Christmas dinner just wouldn’t be Christmas dinner without Brussel sprouts and this recipe for Cranberry, Chestnut and Tofu Facon Brussel Sprouts is utterly delicious. We might even convert some sprout haters!
Those veggies we may not have liked as children are actual wonderfully versatile if you know how to flavour them. There are so many ways you can make this amazing vegetable more interesting and tasty to go along with quintessential Christmas flavours.
This recipe is pretty much the same as the recipe my sister used to make at Christmas before we all (yes, the whole family!) went vegan. My sister, Alex, is a fantastic cook and designed our Christmas dinner. So when we went vegan, we had to make a few adjustments to family favourites such as this recipe. We think it has come out just as well as the original, it's possibly even more tasty.
This recipe was developed by Vanessa, one of the original co-founders of this site. Vanessa is now working on her plant based health coaching business, Energise and Thrive Plant Based. She helps people get high energy, great health, and balanced eating with delicious plant-based food.
She’s also brought out her FREE Guide - 5 Steps to Balanced Plant Based Eating which you’re welcome to download. Of course, all the recipes she has created for The Vegan Larder (like this one!) will remain here for you to access.
Alex used to fry Brussel sprouts with lardon bacon and butter, along with cranberry jelly and fresh cranberries. So in this recipe, I have used oil instead of the butter, and instead of bacon, we have a fantastic smoked tofu. The smoked tofu can be marinated yourself (we have a delicious smoked ‘facon’ recipe) or you can buy it pre made from most health food stores. This bit of the dish gives a lovely chewiness which contrasts well with the cranberries and sprouts. To add even more Christmas cheer I also added chestnuts. Because there is no such thing as too much Christmas flavour!
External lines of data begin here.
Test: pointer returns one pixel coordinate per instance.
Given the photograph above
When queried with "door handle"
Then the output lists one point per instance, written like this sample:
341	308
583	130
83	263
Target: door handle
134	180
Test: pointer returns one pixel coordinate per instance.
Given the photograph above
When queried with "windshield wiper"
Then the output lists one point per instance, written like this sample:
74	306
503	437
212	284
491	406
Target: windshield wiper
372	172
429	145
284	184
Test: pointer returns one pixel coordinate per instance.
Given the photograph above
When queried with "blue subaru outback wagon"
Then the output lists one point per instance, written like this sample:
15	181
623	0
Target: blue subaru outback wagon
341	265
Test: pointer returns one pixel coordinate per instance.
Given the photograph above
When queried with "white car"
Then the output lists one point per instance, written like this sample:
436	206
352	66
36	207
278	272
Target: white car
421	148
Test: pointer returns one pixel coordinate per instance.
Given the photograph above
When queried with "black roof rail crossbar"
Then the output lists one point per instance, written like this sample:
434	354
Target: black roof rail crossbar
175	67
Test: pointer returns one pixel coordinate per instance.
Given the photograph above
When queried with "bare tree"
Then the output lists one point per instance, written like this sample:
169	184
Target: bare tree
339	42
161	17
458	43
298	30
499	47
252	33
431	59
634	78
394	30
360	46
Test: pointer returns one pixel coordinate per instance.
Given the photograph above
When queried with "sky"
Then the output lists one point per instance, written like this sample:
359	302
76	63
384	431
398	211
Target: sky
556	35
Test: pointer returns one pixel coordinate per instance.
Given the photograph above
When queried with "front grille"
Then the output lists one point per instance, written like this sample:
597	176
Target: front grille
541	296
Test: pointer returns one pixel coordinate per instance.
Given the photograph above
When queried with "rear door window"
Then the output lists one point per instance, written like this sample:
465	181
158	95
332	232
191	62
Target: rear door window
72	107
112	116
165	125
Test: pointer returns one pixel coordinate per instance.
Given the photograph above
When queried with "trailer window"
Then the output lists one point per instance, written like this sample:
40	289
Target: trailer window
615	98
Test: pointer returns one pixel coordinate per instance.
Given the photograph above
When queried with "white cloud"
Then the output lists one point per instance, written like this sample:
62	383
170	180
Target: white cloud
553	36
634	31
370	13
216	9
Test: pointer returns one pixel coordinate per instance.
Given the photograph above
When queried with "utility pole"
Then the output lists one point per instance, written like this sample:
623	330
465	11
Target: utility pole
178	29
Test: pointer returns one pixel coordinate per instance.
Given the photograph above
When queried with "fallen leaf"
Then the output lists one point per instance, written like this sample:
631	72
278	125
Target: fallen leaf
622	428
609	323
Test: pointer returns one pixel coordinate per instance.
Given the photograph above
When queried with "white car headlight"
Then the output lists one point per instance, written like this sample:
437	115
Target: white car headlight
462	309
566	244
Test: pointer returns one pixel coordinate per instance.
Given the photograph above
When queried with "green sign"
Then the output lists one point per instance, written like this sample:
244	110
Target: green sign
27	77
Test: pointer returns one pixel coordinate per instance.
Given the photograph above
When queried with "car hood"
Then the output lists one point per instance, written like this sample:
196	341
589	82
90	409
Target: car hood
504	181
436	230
Fresh cranberries and the cranberry jelly make this dish so festive, and give a lovely red colour to it, which looks beautiful as part of the Christmas spread.
This brussel sprout recipe is also a super quick dish to make. Even better, it re-heats beautifully, and creates a lovely flavour if you make the classic post Christmas Bubble and Squeak (one of my favourite parts of Christmas!)
Cranberry, Chestnut and Tofu 'bacon' Brussel Sprouts
For accuracy, I measure all ingredients in metric as standard, then convert and test the recipe for American cup measurements etc.
(Heads up Aussie and UK readers- your measurements in cups are sometimes different, so please use metric or check you have the correct cup and spoon type!!)
- 500 g Brussel sprouts (5 ½ cups)
- 100 g smoked tofu (or a small packet) (either use our Facon recipe or use a pre-bought smoked tofu, available from most health food shops)
- 100 g pre-cooked chestnuts (¾ cup)
- 150 g fresh cranberries (1.5 cups)
- 2 tablespoon cranberry jelly (pre-bought, or make your own if feeling particularly adventurous)
- 1 tablespoon olive oil (or oil of choice for frying)
- 1 teaspoon salt
- ½ teaspoon black pepper
- Cut the hard ends off the sprouts, and discard the outer layer. Make a cross with a knife on the bottom of each sprout.
- Boil the sprouts for just 5 minutes so they are partially cooked.
- Once cooked, drain the sprouts and cut each one in half-length ways.
- Cut the smoked tofu into thin slices about 3mm thick and 1 cm long.
- Heat the olive oil in frying pan. Add the sprouts, chestnuts, tofu, fresh cranberries, cranberry jelly, salt and pepper. Fry for 5 minutes or until the sprouts have some brown on them.
- Serve with all your other Christmas dinner dishes!